The verification of the Demirjian method for age classification. a Estimating the dental development stages of eight left mandibular permanent teeth for age classification in OPGs. b The distribution of different dental stages of all eight teeth for 5–24 years old groups

In recent years, deep learning techniques have made breakthroughs in the fields of computer vision [30, 31], speech recognition, natural language processing, and bioinformatics [32, 33] achieved good results in many fields [34, 35]. Previous studies on age classification mainly focused on either the performance of traditional manual methods or deep learning models. This is the first study to verify whether the deep learning model can replace humans on dental age classification based on a large sample. We used an end-to-end deep learning technique to determine whether it can surpass the performance of manual method for age classification. By using this method, we conducted related experiments and concluded that the classification CNN methods can obtain the best prediction results in age threshold classification. Without the intervention of manual factors, machine learning can analyse the correlation between the age and the features of OPGs and establish the complex comprehensive correlation between multiple features and age. In addition, this learning model is motivated by data, which means that when the data are large enough, high-precision identification can be realized.

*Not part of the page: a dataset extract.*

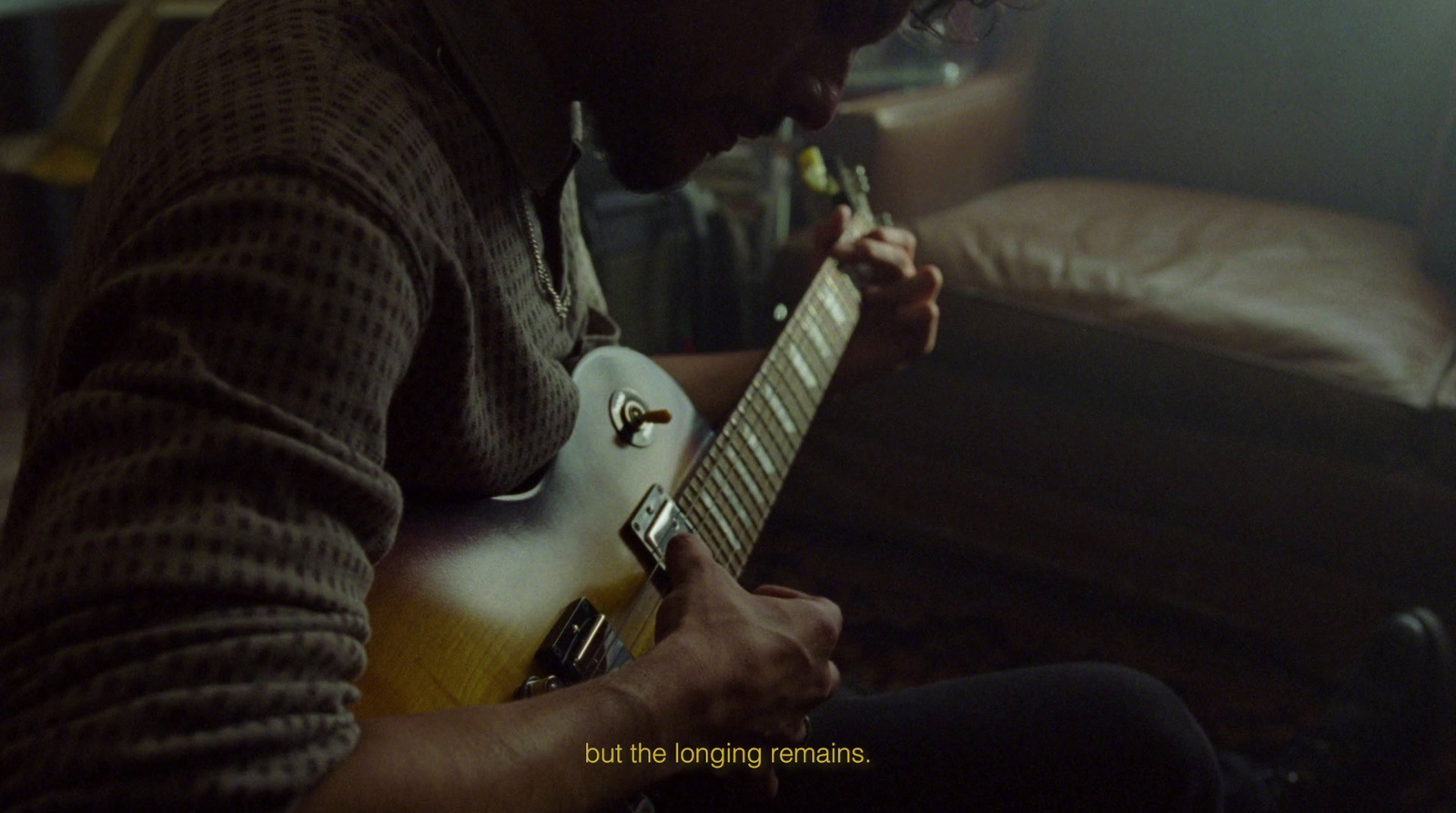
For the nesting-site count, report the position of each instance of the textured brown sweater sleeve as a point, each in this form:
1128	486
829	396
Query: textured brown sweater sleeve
184	572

The Grad-CAM method can provide a heatmap of the adequately visualized interest regions of the deep learning models that contribute the most to increasing or decreasing the output. In the medical field, some studies [36,37,38,39] used the Grad-CAM method to identify the region of interest and validate the DCNN performance. In our study, we found that the DCNN pays more attention to the low density of the images, including the dental pulp cavity, periodontal membrane, the area between adjacent teeth, and the area between the deciduous teeth and permanent teeth. Since the dental pulp cavity experiences age-related pathological and physiological changes [40], Cameriere et al. [41] and Kvaal et al. [42] both established age estimation methods based on the age-related changes in the dental pulp cavity, which have been verified in some studies [18, 43, 44]. For the periodontal membrane, several methods have been proposed by Olze et al. [12, 45, 46] to classify an individual below or above the 18-year threshold, especially once root growth is completed. In our previous study [47], we also estimated the dental age based on the visibility of the periodontal ligament of the third molar in the northern Chinese population. Both the area between the adjacent teeth and the area between the deciduous teeth and permanent teeth change with age during the replacement of the permanent teeth, which can be supplementary features for dental age estimation. Human beings can only clearly identify the features with high density in X-ray images, while a machine can synthetically assess each feature in the images and select highly related regions for classification, combine these features, and fit the complicated relation of these features, which helps to increase the accuracy of the age classification.

Although our study established a satisfactory DCNN model for age classification performed better than traditional manual method, there are still two limitations. Firstly, this study only focuses on age classification, which is the foundation of age estimation, while whether the DCNN model is suitable for age estimation has not been confirmed. Secondly, the dental age estimation methods perform differently among various ethnic populations, but we only established the DCNN model and compared with manual method in a Chinese population. It is still not sure whether similar results can be obtained from other different populations.

In conclusion, comparing the age classification performance of the traditional manual method and the machine method, the end-to-end deep learning without human interference can surpass the performance of the manual method, and the features extracted in the CNN model are different from those defined by a human. This approach holds great promise for future forensic practice.